The Digestive – Issue 3

Good morning.

In the week that the clocks turned back (meaning you can now complain about how dark it gets at 4pm) and the Rep Elections drew to a close before anyone noticed it had started, our journalists were busy dotting around campus, chasing stories from protests to electoral misconduct.

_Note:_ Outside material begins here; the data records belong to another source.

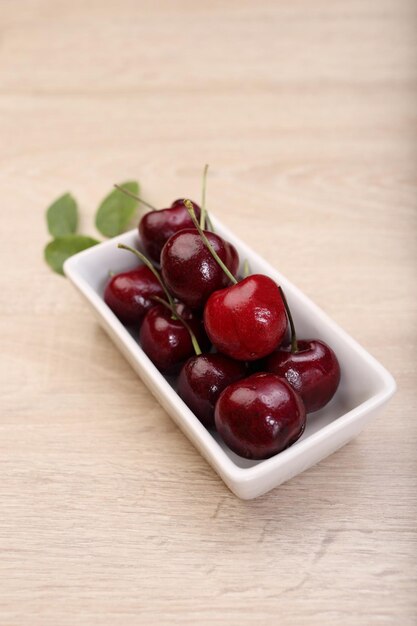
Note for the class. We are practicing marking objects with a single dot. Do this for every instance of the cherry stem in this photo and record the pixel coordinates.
(191, 212)
(294, 345)
(209, 223)
(149, 265)
(174, 311)
(135, 197)
(246, 268)
(203, 199)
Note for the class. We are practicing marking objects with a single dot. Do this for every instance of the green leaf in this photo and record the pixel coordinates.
(62, 216)
(117, 210)
(61, 248)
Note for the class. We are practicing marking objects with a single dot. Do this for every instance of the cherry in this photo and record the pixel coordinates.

Others sat in the media office going through planning documents – and they say journalism is dead. Here are the headlines this week.

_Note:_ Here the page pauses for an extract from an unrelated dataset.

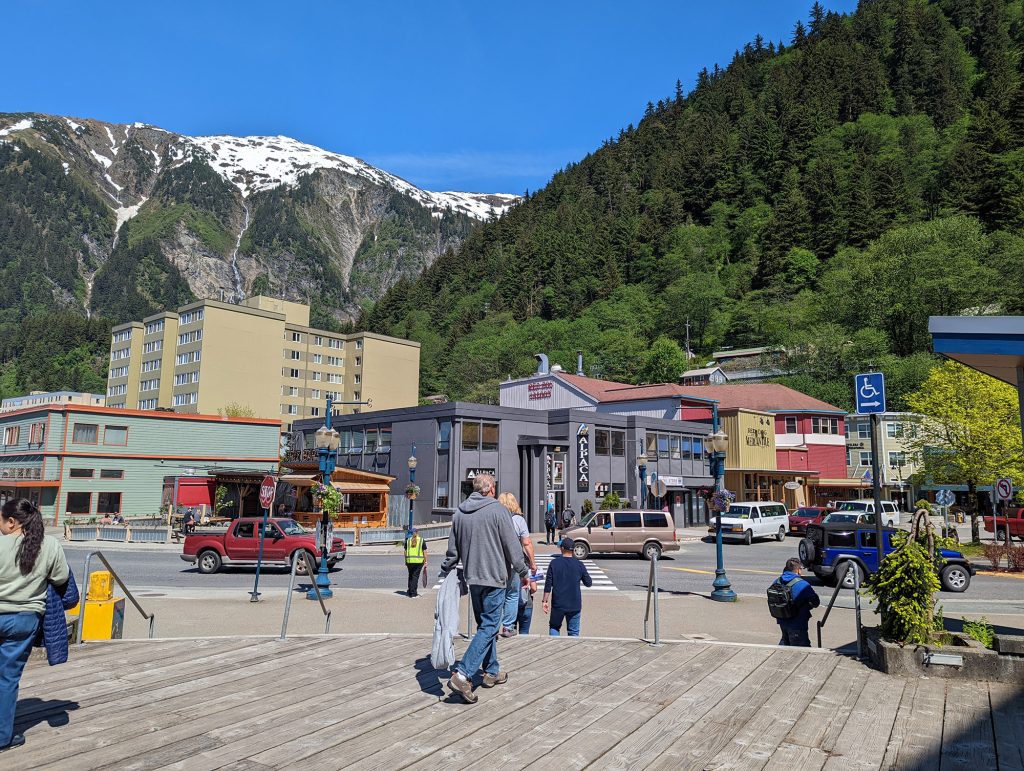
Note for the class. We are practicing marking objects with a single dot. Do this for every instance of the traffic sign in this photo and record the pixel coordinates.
(267, 490)
(869, 391)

The UCL Art Museum is being ‘evicted’ by the University in a ‘hugely sensitive and problematic’ move that has angered students, academics, and museum staff alike, writes Nick Miao.

The Institute of Education has renamed its Drama Studio after a woman for the first time in its 122-year history, writes Robert Delaney.

Apathy ensues as this year’s Students’ Union Rep Elections draw to a close with the lowest voter turnout in three years, writes Seth Harris.

Pro-Palestine activists have in recent weeks carried out disruptions at UCL careers fairs to highlight the University’s ties to companies complicit in genocide, writes Rhi Skelhorn.

UCL’s Provost Michael Spence was paid just over half a million pounds last year, making him the third highest-paid university boss in the UK after LSE and Oxford, i News reported last week.

Police attended an incident at Byng Place last Thursday after reports that a lone counter-protester attacked the Palestinian encampment, writes Rhi Skelhorn and Ekin Kesoglu.

Students’ Union UCL was ‘proud to reveal’ that all political societies have now been conveniently merged into one big society dubbed ‘The Party’, writes Gizel Adin.

Members of the UCL Terrorism Society are heartbroken after the Students’ Union banned all future activity and are rejecting any applications to revive the society, writes Elgin Edison.